A Nextel está pronta para pagar cerca de R$ 370 milhões pela Unicel, operadora de celular ligada ao marido de Erenice Guerra, que deixou a Secretaria-Executiva da Casa Civil em 2009 sob a acusação de favorecer empresas (inclusive a própria Unicel).
O problema é que a empresa, conhecida comercialmente como Aeiou, está para ser cassada pela Anatel, por causa de uma dívida de cerca de R$ 500 milhões. Se isso ocorrer, a frequência que ela operava terá que ir a novo leilão.
Ao governo, no entanto, interessa que a empresa seja vendida para a Nextel, porque ele pretende, por meio da nova companhia, forçar Vivo, TIM, Claro e Oi (as quatro maiores) a baixar seus preços. A ideia é repetir a estratégia adotada em março pela presidente Dilma Rousseff para baixar os juros. Com a resistência dos bancos privados, o governo usou o Banco do Brasil e a Caixa para dar início aos cortes. Quando começaram a tomar clientes, a concorrência decidiu acompanhá-los.
A maior parte dos R$ 370 milhões pagos irá para os credores, incluindo a Anatel e o governo, a quem a empresa deve R$ 270 milhões. Ainda não se sabe quanto ficará com os controladores, se ficar.
Oficialmente, a Unicel pertence a José Roberto Melo da Silva. Ele é amigo de José Roberto Camargo Campos, marido de Erenice, e foi padrinho de casamento do casal. Entre os executivos do setor e os funcionários da Anatel, o marido de Erenice é tido como o real proprietário.

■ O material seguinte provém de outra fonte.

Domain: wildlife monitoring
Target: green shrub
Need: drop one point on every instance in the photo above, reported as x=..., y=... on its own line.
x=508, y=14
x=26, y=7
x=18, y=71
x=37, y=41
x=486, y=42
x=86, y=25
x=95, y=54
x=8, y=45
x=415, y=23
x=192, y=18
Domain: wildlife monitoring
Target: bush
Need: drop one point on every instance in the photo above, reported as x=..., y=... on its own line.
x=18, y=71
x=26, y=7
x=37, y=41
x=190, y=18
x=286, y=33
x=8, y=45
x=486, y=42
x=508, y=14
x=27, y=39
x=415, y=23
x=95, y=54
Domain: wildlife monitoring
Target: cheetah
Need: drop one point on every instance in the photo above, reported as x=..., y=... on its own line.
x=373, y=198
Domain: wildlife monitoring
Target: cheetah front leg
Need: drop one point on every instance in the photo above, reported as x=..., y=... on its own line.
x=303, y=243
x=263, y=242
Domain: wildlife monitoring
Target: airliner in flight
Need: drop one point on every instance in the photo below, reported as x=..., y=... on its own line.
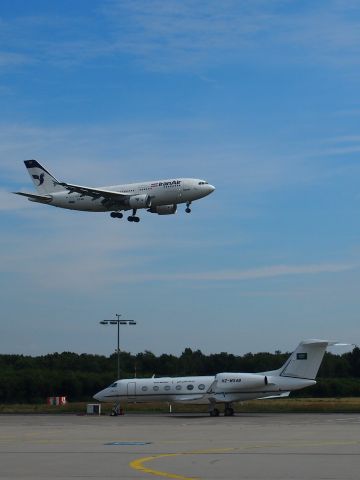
x=299, y=371
x=158, y=196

Recentemente, a Anatel aprovou novas regras que mudam a tarifação das chamadas entre operadoras, uma cobrança conhecida como interconexão e que hoje representa, em média, 30% da receita das empresas. Quem telefona para um número da concorrente paga a interconexão por minuto.
A consultoria Bernstein Research fez uma pesquisa há dois anos e verificou que o custo da interconexão é o responsável por fazer do minuto de celular no Brasil o 2º mais caro do mundo.

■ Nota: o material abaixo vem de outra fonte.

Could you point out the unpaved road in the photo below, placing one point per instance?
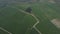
(34, 26)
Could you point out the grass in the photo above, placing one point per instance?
(20, 23)
(15, 21)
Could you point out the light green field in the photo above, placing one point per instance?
(20, 23)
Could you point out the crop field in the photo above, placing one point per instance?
(17, 22)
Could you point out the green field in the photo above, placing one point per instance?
(17, 22)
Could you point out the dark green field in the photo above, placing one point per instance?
(17, 22)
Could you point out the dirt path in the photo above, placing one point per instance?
(34, 26)
(5, 30)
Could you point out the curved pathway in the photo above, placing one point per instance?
(34, 26)
(5, 30)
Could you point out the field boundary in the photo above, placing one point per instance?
(34, 26)
(5, 30)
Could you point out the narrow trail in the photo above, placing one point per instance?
(34, 26)
(5, 30)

Para evitar essa distorção e facilitar a vida do consumidor (obrigado a comprar chips avulsos de cada operadora para economizar), a Anatel decidiu que teles sem “poder de mercado” só pagarão 20% da interconexão. É o caso da Nextel. As quatro maiores, que têm “poder de mercado”, pagarão 80%. Essa diferença deixará o pacote da Nextel mais atrativo, porque as ligações dentro e fora de sua rede podem ter o mesmo preço, objetivo do governo para o setor.
As teles suspeitam que esse tenha sido um “pedágio” que o governo está pagando à Nextel por, em 2008, ter participado do leilão de 3G, fazendo o ágio passar de 100%. A União arrecadou R$ 5,4 bilhões com as licenças. O aval para a compra da Unicel também faria parte desse suposto “pedágio”.
Se efetivada, a Nextel terá à sua disposição a frequência de 1,8 GHz da Unicel, que permite fazer telefonia 4G em 63 municípios de São Paulo, incluindo a capital. As quatro grandes pagaram R$ 2,9 bilhões pelas licenças de 4G leiloadas em junho.
A Nextel avalia os números da Unicel há pelo menos um ano e, nos últimos meses, já vinha renegociando com os credores. Muitos são fornecedores da Nextel. Com a chance de recuperar os créditos, eles aceitaram dar descontos, reduzindo a dívida. O número ainda pode mudar, porque a renegociação está em curso. Embora a situação tenha se complicado com o processo da Anatel para cassar as licenças da Unicel, a Nextel trabalha com a certeza de que concretizará a compra.
A Anatel informa que a Unicel possui diversos processos em curso, incluindo o que prevê a cassação de suas frequências. Em nota, a agência disse que essa é uma “situação extrema” e que, intimada a manifestar-se, a empresa “quedou-se inerte”.
O processo já teve parecer da Procuradoria da AGU, mas a Anatel não esclareceu se houve alguma previsão legal para que a compra da Unicel possa encerrar o processo de cassação das licenças.
A agência não se pronunciou sobre o suposto favorecimento com as novas regras de interconexão.
Consultada, a Nextel não quis se manifestar. O Portal ligou para o celular do controlador da Unicel, mas não obteve resposta até o momento.